プログラミングに実践的なアプローチを好む人のために、HelloはAIを活用し、開発者の技術的な質問に説明とウェブ上の関連コードスニペットで「瞬時に」回答すると主張しています。共同創設者のマイケル・ロイゼン氏によると、このプラットフォームは、複数のソースを参照して最も可能性の高い回答を見つける大規模な言語モデル(GPT-3など)を搭載しています。

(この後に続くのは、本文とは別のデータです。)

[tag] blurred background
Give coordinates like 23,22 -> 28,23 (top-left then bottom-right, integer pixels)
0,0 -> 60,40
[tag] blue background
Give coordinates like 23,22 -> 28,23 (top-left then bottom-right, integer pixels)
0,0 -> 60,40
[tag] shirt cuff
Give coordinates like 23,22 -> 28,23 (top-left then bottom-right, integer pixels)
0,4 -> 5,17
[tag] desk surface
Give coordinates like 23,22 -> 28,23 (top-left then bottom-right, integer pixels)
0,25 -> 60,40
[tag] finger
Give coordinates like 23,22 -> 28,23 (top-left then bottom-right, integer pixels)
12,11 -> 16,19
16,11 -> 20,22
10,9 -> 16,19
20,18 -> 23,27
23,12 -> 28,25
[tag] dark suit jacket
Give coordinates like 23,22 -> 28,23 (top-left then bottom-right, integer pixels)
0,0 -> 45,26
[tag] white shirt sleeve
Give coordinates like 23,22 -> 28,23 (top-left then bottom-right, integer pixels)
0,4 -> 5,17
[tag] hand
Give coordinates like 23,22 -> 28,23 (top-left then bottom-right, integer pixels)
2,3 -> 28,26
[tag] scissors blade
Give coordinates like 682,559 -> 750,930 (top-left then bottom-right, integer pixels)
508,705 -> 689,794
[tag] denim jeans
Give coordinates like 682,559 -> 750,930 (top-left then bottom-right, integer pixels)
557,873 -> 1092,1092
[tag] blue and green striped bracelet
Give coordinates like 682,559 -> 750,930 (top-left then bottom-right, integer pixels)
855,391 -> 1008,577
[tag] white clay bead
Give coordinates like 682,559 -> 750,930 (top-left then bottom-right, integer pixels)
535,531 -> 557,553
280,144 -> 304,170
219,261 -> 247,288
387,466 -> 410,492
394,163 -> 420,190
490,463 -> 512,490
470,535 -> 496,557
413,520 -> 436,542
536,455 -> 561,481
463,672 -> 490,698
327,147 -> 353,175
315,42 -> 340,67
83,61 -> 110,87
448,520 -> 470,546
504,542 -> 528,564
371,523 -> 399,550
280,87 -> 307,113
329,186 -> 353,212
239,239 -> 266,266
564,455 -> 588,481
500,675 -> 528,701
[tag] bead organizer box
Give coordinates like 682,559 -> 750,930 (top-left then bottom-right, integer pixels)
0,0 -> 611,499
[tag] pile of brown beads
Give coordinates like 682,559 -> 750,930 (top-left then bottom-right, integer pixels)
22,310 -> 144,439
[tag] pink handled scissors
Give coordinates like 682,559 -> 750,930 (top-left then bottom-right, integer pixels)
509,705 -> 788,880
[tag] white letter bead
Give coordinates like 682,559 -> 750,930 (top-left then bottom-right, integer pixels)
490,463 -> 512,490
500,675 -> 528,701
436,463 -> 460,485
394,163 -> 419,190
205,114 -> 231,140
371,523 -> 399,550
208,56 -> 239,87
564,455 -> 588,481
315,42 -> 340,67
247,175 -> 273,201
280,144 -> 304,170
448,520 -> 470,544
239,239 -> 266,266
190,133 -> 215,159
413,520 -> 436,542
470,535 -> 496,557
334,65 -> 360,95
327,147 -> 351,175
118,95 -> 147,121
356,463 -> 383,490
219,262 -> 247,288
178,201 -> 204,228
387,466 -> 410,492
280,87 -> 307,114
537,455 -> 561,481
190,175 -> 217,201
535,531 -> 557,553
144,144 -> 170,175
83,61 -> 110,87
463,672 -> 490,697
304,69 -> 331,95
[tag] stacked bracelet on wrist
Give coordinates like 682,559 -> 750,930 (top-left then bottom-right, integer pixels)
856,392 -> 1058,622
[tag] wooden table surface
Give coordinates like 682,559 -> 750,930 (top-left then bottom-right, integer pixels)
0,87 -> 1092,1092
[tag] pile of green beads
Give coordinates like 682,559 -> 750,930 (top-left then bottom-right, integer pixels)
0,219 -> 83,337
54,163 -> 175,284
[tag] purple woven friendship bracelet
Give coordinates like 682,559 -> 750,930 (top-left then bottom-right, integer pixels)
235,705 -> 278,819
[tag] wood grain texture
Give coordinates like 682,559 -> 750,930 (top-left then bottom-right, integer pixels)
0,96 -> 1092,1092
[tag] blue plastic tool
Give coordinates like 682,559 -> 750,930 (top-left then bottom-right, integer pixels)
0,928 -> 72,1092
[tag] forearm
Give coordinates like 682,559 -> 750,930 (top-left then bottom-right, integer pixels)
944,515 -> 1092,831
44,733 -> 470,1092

Helloユーザーがクエリを送信すると、このサービスはBingから生のサイトデータを取得して再ランク付けし、前述のモデルを用いて理解を深めます。そして、別のモデルセットによって、その結果が人間が読める回答に変換されます。

こんにちは
画像クレジット:  Hello

ニューマインド

言語モデルを中核とするもう一つのスタートアップ企業として、 NuMindがあります。同社はデータサイエンティスト、データアナリスト、ソフトウェアエンジニア向けに、カスタム自然言語処理モデルを作成するためのツールを提供しています。GPT-3に類似した大規模言語モデルを活用するNuMindは、例えば、求人プラットフォーム上で特定の履歴書に最も適した求人を見つけるのに利用できます。

NuMindの創設者であるエティエンヌ・ベルナール氏(元ウルフラム・リサーチの機械学習部門責任者)とMake.orgの共同創設者であるサミュエル・ベルナール氏は、同社への関心は非常に高く、有料顧客ベースが1か月間で9社にまで増加したと主張している。